Vladimir Yuryevich Bakin (Владимир Юрьевич Бакин; born 25 November 1953) is a Russian military general who served among others as Commander of the Moscow Military District (2005–2009).

==Biography==
Born on November 25, 1953, in the village of Cheremkhovo, Ivanovsky District, Amur Oblast, RSFSR, son of a military man. Since 1971 he served in the Armed Forces of the USSR. In 1975 he graduated from the Far Eastern Higher Combined Arms Command School. He served as a platoon, company, and battalion commander in the Carpathian Military District. In 1986 he graduated from the Frunze Military Academy. In 1986-1993 he served as regiment commander, chief of staff of a division in the Transbaikal Military District. In 1995, he graduated from the Military Academy of the General Staff of the Armed Forces of Russia and was appointed commander of the 18th Guards Motor Rifle Division of the 11th Army Corps.

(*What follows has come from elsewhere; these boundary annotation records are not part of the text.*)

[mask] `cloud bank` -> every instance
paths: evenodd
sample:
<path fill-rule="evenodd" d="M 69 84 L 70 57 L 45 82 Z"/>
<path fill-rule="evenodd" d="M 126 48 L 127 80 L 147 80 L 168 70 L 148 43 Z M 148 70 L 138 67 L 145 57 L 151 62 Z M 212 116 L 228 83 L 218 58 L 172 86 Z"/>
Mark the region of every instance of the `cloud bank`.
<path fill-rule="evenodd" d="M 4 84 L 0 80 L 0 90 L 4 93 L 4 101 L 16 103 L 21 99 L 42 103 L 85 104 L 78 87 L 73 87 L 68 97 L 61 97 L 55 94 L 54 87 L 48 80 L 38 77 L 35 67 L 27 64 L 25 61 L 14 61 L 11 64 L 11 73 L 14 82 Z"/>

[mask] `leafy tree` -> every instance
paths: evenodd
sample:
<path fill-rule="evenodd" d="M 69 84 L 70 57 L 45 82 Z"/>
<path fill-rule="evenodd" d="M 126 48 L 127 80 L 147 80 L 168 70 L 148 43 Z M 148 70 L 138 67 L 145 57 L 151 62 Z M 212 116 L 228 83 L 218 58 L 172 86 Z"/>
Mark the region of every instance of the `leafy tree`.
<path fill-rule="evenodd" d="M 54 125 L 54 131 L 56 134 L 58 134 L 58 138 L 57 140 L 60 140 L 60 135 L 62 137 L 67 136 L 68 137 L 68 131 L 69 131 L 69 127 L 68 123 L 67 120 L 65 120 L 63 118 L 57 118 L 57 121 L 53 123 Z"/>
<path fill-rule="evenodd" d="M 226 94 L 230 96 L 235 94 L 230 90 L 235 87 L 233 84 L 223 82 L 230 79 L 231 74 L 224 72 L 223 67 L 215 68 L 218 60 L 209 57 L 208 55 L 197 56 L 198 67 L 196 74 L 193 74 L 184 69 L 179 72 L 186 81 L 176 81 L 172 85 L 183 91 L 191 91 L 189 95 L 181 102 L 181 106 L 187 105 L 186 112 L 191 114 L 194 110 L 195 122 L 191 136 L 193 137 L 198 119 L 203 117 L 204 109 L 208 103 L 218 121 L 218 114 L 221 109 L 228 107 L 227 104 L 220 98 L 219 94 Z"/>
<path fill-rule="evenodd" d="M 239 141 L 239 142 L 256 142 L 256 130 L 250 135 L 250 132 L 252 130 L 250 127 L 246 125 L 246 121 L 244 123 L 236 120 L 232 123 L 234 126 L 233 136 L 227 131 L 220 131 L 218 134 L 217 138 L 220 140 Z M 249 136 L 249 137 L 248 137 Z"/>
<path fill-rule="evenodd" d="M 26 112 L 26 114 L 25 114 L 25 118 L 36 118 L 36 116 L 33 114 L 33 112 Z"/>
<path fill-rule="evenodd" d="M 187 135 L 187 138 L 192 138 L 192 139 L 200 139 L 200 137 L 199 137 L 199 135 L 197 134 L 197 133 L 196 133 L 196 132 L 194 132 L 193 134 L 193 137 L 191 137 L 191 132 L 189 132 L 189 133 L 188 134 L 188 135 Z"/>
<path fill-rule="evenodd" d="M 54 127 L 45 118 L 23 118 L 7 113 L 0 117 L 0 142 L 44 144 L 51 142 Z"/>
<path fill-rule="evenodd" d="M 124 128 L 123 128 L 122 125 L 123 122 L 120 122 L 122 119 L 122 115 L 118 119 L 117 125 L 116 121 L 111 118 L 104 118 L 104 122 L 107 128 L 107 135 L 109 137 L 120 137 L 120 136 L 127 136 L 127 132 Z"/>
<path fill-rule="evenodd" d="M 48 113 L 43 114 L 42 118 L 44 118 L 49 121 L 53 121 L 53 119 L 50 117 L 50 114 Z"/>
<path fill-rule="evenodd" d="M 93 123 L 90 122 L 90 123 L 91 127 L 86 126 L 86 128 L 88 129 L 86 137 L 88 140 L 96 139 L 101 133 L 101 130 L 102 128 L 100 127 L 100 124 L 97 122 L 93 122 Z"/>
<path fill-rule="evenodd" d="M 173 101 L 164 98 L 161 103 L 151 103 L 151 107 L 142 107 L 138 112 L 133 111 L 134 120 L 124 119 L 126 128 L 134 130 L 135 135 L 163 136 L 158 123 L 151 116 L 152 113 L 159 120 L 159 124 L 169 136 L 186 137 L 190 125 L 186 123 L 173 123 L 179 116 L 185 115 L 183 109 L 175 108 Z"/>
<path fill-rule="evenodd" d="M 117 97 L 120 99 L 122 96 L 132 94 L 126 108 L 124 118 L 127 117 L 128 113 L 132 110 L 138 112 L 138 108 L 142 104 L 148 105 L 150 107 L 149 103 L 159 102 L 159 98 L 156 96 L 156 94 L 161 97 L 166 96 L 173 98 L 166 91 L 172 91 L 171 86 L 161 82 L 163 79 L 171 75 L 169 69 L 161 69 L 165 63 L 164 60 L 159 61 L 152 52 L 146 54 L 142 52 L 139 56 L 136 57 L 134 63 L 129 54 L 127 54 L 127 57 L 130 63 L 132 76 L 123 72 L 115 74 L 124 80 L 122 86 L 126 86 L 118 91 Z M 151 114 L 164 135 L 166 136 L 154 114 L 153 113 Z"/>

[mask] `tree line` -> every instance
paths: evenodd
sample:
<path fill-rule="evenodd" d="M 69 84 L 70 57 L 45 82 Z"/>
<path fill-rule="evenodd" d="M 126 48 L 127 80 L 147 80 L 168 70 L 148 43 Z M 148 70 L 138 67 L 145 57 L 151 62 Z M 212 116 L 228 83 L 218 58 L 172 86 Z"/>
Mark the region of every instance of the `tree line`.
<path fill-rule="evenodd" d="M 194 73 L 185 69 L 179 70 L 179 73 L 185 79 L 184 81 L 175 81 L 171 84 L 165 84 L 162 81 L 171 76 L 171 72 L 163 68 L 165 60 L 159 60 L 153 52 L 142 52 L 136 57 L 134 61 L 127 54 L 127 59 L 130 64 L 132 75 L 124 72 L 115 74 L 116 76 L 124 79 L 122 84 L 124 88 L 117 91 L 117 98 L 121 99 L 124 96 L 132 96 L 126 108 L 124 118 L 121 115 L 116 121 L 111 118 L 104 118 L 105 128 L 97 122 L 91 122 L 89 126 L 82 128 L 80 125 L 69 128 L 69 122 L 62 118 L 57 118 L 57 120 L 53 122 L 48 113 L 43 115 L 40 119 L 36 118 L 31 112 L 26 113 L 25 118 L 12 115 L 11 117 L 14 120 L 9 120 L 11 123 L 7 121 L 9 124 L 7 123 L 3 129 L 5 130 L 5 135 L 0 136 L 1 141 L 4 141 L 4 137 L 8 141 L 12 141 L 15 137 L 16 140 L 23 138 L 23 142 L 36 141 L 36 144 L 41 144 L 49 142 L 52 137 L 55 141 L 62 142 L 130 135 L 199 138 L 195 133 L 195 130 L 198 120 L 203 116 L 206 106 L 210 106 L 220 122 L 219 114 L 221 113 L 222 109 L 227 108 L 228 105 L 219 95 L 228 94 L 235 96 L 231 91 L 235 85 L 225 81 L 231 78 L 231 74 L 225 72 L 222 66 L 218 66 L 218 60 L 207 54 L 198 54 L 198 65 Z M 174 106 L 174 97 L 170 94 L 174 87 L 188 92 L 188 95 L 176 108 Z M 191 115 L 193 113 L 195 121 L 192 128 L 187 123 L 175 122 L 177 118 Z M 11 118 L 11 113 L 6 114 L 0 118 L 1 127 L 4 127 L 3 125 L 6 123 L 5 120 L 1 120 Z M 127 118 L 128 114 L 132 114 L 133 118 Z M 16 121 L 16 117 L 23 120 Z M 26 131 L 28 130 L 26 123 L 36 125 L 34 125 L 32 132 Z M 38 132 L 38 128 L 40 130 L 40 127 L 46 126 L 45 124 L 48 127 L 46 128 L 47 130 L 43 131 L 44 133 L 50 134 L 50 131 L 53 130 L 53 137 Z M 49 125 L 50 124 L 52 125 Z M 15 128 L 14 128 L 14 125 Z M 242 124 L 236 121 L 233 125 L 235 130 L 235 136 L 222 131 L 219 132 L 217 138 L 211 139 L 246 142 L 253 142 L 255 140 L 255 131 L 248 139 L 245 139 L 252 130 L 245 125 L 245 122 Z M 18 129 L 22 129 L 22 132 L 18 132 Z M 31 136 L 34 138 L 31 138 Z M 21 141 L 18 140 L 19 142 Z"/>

Since January 1998, Chief of Staff, and since December 1999, Commander of the Ground and Coastal Forces of the Baltic Fleet. By decree of the President of Russia on September 17, 2001, he was appointed chief of staff and first deputy commander of the Siberian Military District. On December 13, 2001, he was awarded the military rank of lieutenant general. On February 22, 2004, he was awarded the military rank of Colonel General. On January 5, 2005, he was appointed chief of staff and first deputy commander of the Volga–Ural Military District. Since June 6, 2005, he served as Commander of the Moscow Military District. By decree of the President of the Russian Federation of February 23, 2007, he was awarded the military rank of army general. From February 5 to May 18, 2009 - Deputy Commander-in-Chief of the Ground Forces of the Russian Federation. By decree of the President of the Russian Federation of May 18, 2009, he was relieved of his position and discharged from military service into the reserve.